Section 245 of the Immigration and Nationality Act (8 U.S.C. 1255) is amended by adding at the end the following:

“(n) Relief for immediate family members of active duty personnel.—

“(1) IN GENERAL.—The Secretary of Homeland Security may adjust the status of an alien described in paragraph (2) to that of an alien lawfully admitted for permanent residence if—

“(A) the alien makes an application for such adjustment, and is physically present in the United States on the date the application is filed;

“(B) the alien is eligible to receive an immigrant visa and is admissible under section 212(a) (except that paragraphs (4), (6)(A), (7)(A), and (9)(B) of such section shall not apply for purposes of this subsection);

“(C) an immigrant visa is immediately available to the alien at the time the application is filed; and

“(D) the alien pays a fee, as determined by the Secretary, for the processing of such application.

“(2) ELIGIBLE ALIENS.—

“(A) IN GENERAL.—The benefits provided in paragraph (1) shall apply only to an alien who is a parent, spouse, child, son, daughter, or minor sibling of an eligible member of the Armed Forces.

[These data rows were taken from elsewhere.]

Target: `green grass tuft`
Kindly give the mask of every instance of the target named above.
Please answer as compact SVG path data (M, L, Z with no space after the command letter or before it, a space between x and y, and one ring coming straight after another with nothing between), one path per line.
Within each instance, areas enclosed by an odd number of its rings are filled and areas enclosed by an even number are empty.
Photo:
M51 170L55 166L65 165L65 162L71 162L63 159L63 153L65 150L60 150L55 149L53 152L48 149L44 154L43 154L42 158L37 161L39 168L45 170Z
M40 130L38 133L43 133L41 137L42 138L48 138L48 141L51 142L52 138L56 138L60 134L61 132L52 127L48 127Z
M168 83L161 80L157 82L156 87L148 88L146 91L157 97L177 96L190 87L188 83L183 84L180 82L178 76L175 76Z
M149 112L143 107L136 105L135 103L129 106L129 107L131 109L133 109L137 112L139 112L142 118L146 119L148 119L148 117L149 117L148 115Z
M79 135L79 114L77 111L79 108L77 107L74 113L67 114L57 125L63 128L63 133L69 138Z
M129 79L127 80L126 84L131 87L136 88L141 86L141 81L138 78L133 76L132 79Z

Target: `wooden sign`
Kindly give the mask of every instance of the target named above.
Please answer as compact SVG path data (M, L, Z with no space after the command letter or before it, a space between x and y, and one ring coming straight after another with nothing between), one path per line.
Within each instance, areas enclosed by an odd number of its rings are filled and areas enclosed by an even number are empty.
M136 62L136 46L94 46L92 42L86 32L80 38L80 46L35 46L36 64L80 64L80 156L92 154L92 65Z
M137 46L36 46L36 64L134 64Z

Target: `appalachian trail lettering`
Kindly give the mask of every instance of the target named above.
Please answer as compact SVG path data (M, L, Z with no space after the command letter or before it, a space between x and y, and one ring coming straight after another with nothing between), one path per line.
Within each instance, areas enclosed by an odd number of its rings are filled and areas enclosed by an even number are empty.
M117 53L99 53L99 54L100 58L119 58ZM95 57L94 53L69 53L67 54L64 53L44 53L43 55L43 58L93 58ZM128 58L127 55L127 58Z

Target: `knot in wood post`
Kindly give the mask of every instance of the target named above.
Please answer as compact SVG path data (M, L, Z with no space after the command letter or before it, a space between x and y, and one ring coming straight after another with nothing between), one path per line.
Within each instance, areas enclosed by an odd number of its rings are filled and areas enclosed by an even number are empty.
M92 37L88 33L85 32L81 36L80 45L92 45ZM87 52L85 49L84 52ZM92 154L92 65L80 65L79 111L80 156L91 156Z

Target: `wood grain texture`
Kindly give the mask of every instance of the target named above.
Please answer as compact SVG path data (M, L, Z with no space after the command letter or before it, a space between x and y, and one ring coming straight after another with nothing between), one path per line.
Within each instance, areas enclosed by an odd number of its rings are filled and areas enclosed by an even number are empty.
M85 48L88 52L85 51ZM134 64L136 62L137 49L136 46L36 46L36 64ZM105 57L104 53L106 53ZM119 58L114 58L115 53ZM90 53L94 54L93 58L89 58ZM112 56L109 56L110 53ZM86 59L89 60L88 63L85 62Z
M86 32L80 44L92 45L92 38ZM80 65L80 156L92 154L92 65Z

“(B) POSTHUMOUS BENEFITS.—An alien described in subparagraph (A) shall continue to be eligible for adjustment under this subsection for 2 years after the death of an eligible member of the Armed Forces whose death was the result of injury or disease incurred in or aggravated by his or her service in the Armed Forces or, if such death occurred prior to the date of enactment of this paragraph, for 2 years after such date of enactment.

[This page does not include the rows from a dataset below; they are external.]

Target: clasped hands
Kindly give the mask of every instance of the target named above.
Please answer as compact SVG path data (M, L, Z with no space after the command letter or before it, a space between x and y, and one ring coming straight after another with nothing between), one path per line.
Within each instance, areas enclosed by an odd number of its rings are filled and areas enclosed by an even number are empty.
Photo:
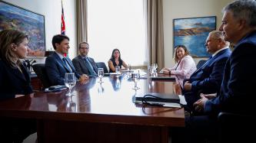
M205 102L208 100L216 97L216 93L213 93L213 94L201 93L200 97L201 97L201 99L198 99L197 102L195 102L193 104L193 106L194 107L195 111L199 112L204 111Z

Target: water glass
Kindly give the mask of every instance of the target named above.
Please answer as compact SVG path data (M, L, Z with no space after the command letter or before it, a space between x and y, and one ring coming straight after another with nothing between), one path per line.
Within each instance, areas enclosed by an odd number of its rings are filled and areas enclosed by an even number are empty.
M138 83L138 81L139 80L139 73L131 73L131 79L135 82L135 87L132 88L132 89L135 89L135 90L140 89L139 87L137 86L137 83Z
M131 70L131 64L128 64L128 67L127 70L129 70L129 71Z
M103 68L98 68L98 77L100 78L98 83L103 83L102 77L104 76L104 70Z
M75 73L66 73L65 74L65 85L68 88L68 96L71 96L71 89L75 86L76 80Z
M116 66L115 67L115 73L117 74L119 74L120 73L120 67L119 66Z
M71 96L68 96L67 99L66 111L76 112L78 111L78 106L72 101L71 98Z

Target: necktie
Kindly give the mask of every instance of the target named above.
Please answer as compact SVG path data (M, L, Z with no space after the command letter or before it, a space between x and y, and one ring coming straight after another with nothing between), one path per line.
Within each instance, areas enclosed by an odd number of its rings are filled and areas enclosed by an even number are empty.
M212 56L211 56L209 57L209 59L204 63L204 64L203 64L203 66L201 66L201 68L199 68L199 69L201 69L202 67L204 67L204 66L206 66L209 63L209 61L211 60L211 58L212 58Z
M68 69L68 70L70 72L70 73L72 73L72 69L69 67L69 65L68 64L67 61L66 61L66 58L65 57L63 57L62 58L62 60L63 60L63 63L65 64L65 66L66 67L66 68Z
M92 76L97 76L96 72L94 70L92 65L91 64L89 60L86 57L85 59L85 65L87 67L87 69L89 70L90 75Z

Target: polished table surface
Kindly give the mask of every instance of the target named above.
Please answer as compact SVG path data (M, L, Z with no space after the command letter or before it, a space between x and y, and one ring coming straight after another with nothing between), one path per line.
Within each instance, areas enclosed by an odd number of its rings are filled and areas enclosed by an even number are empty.
M139 89L127 75L90 78L77 83L71 98L68 89L57 93L35 93L0 102L0 116L43 120L85 122L160 127L185 126L184 109L144 106L133 102L136 94L145 93L179 93L176 82L141 79ZM165 142L165 141L163 141Z

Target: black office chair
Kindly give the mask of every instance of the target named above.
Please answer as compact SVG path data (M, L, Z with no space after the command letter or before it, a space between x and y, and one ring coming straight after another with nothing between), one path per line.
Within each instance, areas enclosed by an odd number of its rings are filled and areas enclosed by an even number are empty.
M220 128L219 142L255 141L254 132L256 128L255 115L220 112L218 122Z
M96 65L97 65L97 67L98 67L98 68L103 68L103 70L104 70L104 73L109 73L109 72L108 72L108 68L107 68L107 66L106 66L106 64L105 64L104 62L97 62L97 63L96 63Z
M206 61L207 61L206 60L199 60L197 64L197 69L199 69L201 66L203 66Z
M45 63L34 64L32 68L43 84L43 89L51 86L50 80L47 76Z

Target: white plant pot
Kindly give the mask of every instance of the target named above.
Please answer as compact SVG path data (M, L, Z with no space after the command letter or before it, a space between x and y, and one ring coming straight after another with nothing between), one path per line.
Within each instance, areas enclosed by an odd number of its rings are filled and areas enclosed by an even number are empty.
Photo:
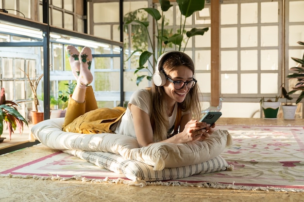
M60 115L61 115L61 112L62 110L61 109L54 109L51 110L51 116L50 118L51 119L55 119L56 118L60 117Z
M295 119L296 105L282 105L282 109L283 111L284 119L286 120L293 120Z

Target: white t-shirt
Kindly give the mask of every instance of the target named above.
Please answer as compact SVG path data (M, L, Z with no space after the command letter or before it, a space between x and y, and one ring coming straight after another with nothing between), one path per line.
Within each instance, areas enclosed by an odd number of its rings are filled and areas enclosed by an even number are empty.
M150 93L146 89L141 89L136 91L132 94L130 98L130 101L128 104L128 108L125 113L122 116L121 119L116 124L116 128L114 130L115 133L127 135L136 138L134 124L133 123L133 117L132 113L130 109L131 104L134 105L145 112L149 114L151 117L151 111L150 111L150 105L151 99ZM168 128L168 131L172 129L177 113L177 103L175 104L174 109L172 115L169 117L170 128ZM115 127L115 126L114 126ZM111 128L112 130L114 128Z

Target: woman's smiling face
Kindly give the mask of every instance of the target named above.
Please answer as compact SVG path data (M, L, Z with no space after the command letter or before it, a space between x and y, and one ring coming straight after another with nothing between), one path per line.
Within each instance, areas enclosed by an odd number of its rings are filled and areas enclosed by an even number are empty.
M177 67L174 68L174 70L167 72L167 75L169 78L173 81L182 80L186 82L193 79L192 71L185 65ZM168 79L164 86L164 89L168 96L167 102L168 102L168 104L169 104L170 103L175 103L175 102L183 102L190 90L187 88L186 85L184 85L181 89L176 90L174 88L173 83Z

“(3) ELIGIBLE MEMBERS OF THE ARMED FORCES.—In this subsection, ‘eligible member of the Armed Forces’ means any person who—

“(A) has served honorably in an active duty status in the Armed Forces of the United States; and

“(B) if separated from the service described in subparagraph (A), was separated under honorable conditions.”.

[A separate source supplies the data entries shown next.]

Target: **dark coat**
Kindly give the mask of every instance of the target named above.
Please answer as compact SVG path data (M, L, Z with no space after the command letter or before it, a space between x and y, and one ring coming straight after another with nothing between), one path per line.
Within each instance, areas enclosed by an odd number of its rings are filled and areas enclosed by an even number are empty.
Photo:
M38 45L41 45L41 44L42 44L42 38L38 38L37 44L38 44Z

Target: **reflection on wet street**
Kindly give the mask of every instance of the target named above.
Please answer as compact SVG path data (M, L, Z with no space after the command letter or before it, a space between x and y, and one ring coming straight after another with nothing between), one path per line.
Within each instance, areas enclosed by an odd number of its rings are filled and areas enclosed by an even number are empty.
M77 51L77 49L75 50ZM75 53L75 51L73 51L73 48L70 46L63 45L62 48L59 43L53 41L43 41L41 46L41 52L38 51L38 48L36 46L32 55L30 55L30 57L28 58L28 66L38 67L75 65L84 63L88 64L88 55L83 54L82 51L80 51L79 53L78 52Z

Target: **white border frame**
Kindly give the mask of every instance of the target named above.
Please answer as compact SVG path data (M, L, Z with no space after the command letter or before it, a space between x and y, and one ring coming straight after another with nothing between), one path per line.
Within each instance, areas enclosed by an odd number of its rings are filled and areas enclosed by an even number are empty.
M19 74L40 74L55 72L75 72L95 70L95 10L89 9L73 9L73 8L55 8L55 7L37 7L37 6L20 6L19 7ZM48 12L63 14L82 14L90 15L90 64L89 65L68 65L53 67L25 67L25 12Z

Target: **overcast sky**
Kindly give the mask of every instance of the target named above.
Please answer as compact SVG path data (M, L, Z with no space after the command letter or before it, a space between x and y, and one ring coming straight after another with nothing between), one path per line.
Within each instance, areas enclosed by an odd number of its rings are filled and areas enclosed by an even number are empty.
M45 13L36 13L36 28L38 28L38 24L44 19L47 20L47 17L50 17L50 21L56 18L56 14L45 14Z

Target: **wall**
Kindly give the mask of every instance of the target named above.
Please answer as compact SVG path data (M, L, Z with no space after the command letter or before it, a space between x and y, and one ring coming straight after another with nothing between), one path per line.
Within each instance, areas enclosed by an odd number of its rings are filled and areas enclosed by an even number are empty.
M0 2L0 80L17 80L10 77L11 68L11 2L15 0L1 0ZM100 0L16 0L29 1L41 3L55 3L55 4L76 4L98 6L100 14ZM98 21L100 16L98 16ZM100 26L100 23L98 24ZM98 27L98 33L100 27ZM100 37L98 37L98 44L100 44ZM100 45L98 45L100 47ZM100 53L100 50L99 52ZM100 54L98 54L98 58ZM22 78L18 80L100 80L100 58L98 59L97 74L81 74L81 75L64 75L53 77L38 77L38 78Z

SEC. 5. Factors to consider in initiating removal proceedings against active duty military personnel and veterans.

Section 239 of the Immigration and Nationality Act (8 U.S.C. 1229) is amended by adding at the end the following:

“(f) Considerations for active duty military personnel and veterans.—

“(1) IN GENERAL.—A notice to appear shall not be issued against an alien who has served honorably at any time in the Armed Forces of the United States, and who, if separated from the Armed Forces, separated under honorable conditions, without prior approval from the Secretary of Homeland Security.

“(2) FACTORS.—In determining whether to issue a notice to appear against such an alien, the Secretary shall consider the alien’s eligibility for naturalization under section 328 or 329, as well as the alien’s record of military service, grounds of deportability applicable to the alien, and any hardship to the Armed Forces, the alien, and his or her family if the alien were to be placed in removal proceedings.

“(3) PROHIBITION.—An alien who has served honorably in the Armed Forces of the United States, and who, if separated from the Armed Forces, separated under honorable conditions, shall not be removed from the United States under subparagraph (A)(i) or (B)(iii) of section 235(b)(1), section 238, or section 241(a)(5).”.